NEVER SAY NEVER
Sadie Gold is ready to take her career to the next level with the role of a lifetime. Finally, she can shake her reputation as a pretty face with more wealth and connections than talent. But Sadie is not prepared for the wild turn her own life is about to take. The man in charge of training Sadie for her most demanding role yet is none other than her first real boyfriend—the one who took her heart and ran away.
WHEN IT COMES TO LOVE
Bo Ibarra is as good-looking and irresistible as ever. Maybe even more so, now that everything once worked against them—Sadie’s pampered and privileged upbringing and Bo’s childhood in a family struggling to make ends meet—is in the past. But the future is still unwritten…and getting there, together, means coming clean about painful secrets and slashing through nasty tabloid rumors while trying to control the attraction that crackles between them. Maybe it’s finally time for them to walk off into the sunset and into a true and lasting love?
The Sometimes in Love series is:
“Playful, passionate, and positively unputdownable!”
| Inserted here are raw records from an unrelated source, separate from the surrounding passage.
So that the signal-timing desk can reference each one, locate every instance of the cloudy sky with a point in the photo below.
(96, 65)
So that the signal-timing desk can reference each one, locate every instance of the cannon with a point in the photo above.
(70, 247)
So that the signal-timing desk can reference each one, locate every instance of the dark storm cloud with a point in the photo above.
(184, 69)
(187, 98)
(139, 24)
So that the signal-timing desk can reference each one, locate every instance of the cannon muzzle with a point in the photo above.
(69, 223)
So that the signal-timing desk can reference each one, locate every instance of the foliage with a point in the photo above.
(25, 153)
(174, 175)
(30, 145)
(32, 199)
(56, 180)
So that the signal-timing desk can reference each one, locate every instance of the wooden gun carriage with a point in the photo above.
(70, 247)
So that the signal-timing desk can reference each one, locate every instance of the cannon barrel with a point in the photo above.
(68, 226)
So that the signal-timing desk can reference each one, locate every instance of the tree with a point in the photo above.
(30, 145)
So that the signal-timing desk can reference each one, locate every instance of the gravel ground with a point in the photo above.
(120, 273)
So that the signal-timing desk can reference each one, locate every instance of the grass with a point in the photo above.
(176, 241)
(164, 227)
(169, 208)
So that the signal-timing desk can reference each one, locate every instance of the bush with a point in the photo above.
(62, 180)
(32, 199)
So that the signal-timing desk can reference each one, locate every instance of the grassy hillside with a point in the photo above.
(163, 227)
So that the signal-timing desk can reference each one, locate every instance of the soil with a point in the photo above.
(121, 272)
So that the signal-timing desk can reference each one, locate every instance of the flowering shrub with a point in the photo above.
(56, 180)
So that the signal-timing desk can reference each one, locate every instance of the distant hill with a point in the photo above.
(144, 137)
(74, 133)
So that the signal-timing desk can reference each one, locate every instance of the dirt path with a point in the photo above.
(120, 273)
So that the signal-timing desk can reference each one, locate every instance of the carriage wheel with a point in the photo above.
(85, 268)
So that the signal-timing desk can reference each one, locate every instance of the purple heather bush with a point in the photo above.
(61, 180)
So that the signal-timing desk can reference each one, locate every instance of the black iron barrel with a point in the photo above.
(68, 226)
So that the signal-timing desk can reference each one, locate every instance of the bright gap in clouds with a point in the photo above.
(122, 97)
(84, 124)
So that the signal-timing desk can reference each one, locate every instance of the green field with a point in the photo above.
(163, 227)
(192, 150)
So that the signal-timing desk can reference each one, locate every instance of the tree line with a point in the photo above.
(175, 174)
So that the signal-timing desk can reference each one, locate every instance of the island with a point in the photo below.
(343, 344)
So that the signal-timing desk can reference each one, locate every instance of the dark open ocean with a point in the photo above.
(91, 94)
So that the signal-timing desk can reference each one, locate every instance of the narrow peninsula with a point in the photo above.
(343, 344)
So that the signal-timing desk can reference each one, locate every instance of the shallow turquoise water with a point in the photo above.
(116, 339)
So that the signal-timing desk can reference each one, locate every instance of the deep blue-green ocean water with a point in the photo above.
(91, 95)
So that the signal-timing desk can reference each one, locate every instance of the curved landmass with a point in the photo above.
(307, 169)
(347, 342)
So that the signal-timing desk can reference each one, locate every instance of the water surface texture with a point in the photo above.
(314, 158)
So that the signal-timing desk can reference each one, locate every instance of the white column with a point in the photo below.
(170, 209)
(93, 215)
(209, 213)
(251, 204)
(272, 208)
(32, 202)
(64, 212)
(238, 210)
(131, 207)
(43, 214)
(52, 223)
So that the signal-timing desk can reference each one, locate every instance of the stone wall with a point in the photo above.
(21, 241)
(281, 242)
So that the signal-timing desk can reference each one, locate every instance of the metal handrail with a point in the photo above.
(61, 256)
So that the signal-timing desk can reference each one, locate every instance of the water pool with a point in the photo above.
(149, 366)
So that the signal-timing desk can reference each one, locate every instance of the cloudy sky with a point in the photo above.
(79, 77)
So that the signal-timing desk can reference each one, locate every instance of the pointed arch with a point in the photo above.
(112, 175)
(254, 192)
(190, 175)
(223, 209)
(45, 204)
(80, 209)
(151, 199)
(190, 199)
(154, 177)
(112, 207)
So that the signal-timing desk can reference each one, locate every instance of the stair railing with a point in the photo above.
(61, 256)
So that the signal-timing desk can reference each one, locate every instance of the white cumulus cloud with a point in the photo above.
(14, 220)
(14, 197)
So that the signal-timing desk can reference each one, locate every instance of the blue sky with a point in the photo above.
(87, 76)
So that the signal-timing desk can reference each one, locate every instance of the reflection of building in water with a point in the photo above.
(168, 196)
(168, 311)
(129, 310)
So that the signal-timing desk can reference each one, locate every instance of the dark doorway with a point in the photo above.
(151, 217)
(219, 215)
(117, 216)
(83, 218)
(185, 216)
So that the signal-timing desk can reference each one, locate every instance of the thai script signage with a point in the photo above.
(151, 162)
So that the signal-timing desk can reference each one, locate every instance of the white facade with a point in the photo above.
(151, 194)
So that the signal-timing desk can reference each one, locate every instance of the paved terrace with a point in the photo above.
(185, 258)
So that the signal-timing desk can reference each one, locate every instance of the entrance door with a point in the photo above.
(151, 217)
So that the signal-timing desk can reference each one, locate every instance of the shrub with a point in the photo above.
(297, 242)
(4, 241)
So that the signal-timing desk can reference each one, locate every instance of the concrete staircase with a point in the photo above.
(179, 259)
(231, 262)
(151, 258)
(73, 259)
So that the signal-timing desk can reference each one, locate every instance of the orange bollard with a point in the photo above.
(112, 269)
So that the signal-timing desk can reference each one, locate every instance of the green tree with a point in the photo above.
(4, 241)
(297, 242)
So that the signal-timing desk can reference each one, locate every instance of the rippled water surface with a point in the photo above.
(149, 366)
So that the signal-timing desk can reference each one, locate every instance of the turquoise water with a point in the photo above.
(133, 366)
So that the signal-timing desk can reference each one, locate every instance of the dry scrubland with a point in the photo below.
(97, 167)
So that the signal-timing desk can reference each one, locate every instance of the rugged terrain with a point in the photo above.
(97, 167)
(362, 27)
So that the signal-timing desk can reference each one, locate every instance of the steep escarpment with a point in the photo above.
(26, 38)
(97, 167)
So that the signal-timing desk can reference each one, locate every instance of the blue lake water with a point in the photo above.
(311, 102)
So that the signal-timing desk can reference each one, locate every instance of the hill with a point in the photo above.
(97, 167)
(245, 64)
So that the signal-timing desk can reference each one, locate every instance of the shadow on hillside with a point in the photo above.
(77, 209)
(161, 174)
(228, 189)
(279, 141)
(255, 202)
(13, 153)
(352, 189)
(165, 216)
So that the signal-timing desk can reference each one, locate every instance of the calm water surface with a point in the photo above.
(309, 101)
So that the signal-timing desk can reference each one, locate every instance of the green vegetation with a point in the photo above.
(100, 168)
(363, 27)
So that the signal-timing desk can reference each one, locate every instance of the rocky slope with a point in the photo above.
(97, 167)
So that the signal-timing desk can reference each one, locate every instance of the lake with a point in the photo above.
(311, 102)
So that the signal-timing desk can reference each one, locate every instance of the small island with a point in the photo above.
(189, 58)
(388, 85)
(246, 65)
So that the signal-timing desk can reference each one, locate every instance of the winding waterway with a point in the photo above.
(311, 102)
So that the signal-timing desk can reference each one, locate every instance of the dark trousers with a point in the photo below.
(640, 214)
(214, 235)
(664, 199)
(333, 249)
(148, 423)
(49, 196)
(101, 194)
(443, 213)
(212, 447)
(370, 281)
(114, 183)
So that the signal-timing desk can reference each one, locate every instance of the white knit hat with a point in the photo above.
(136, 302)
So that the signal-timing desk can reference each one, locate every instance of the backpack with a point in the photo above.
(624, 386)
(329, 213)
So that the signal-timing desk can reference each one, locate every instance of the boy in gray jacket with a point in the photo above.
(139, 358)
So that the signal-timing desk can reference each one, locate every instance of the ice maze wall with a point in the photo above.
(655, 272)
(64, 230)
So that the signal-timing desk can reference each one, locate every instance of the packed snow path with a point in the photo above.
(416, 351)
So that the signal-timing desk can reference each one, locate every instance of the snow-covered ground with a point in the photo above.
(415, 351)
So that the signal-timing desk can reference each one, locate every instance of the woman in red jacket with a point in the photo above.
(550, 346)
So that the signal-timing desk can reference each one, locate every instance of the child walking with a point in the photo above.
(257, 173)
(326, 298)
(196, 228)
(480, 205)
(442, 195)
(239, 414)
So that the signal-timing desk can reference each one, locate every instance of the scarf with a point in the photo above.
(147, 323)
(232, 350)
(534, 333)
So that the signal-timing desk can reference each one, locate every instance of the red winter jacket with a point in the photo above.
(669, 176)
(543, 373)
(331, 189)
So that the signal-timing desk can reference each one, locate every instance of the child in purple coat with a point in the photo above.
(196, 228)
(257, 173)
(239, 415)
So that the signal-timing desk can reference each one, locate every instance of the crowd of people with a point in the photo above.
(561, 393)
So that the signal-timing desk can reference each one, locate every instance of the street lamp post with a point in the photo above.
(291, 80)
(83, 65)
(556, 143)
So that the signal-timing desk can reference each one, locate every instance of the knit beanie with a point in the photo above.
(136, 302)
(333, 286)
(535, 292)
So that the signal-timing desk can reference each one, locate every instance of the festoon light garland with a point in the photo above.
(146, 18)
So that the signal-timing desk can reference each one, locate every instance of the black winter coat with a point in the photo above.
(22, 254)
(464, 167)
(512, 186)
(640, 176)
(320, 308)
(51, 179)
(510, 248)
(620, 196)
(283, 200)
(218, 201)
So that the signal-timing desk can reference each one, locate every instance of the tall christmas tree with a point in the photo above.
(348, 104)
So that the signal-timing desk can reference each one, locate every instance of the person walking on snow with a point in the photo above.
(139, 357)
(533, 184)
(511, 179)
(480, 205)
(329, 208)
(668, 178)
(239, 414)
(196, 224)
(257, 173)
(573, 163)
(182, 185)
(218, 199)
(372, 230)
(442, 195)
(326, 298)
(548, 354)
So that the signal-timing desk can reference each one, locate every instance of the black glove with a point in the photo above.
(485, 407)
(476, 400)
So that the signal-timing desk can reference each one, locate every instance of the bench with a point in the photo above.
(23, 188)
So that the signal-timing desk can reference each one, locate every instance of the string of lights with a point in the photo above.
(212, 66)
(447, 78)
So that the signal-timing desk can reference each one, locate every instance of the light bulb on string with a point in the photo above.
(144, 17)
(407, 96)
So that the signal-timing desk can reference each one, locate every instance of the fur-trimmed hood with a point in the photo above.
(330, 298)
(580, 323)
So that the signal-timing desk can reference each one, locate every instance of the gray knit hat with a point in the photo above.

—New York Times bestselling author Christina Lauren
“Witty, sexy...Melonie Johnson is an addictive new voice in contemporary romance.” —New York Times and USA Today bestselling author Julie Ann Walker
About the Author
A Star Wars junkie and Shakespeare groupie who quotes both Yoda and the Bard with equal aplomb, award-winning author Melonie Johnson—aka #thewritinglush—is a two-time RWA Golden Heart® finalist who loves dark coffee, cheap wine, and expensive beer. And margaritas. And mimosas. And mules. Basically any cocktail that starts with the letter m. She met her future husband in that most romantic of places—the mall—when they were teenagers working in stores across the hall from each other. They went on to live happily ever after in the suburbs of Chicago with two redhead daughters, a dog that’s more like a small horse, and a trio of hermit crabs. After earning her Bachelor of Arts magna cum laude from Loyola University Chicago, Melonie taught high school English and Theatre in the northern Chicago suburbs for several years. Now she writes smart and funny contemporary romance (including the Sometimes In Love series) and moonlights as an audiobook narrator under the pseudonym Evelyn Eibhlin.
Read an Excerpt
SPRINKLES. SADIE GOLDOVITZ braced her feet on the mat, bent her knees slightly and twisted sideways, pulling her elbow back. No, Glazed. She rotated, hips twisting as her arm shot forward, fist flying. Her cross punch landed with a solid thwack, knocking the sparring bag sideways.
"Nice one," her trainer, Jim, grunted from his position behind the bag.
Sadie nodded. She knew better than to waste air replying.
Sure enough, a beat later Jim steadied the bag and barked, "Again."
Her body responded instantly to the command, dropping back into fighting stance, legs braced but not locked, core tight. Her left fist slammed into the bag in a quick jab, followed by another cross with her right. Jab, cross. Jab, jab, cross. Her thighs burned. Her hands, curled inside her boxing gloves, were an aching, sweaty mess. But she continued the punching pattern. Jab, cross. Jab, jab, cross.
A rebellious little blond curl escaped her ponytail and proceeded to flop around face, but Sadie ignored it, focusing on the rhythm of her movements. Jab, cross. Jab, jab, cross. She glared at the bag, returning to her happy place. Glazed *with* sprinkles.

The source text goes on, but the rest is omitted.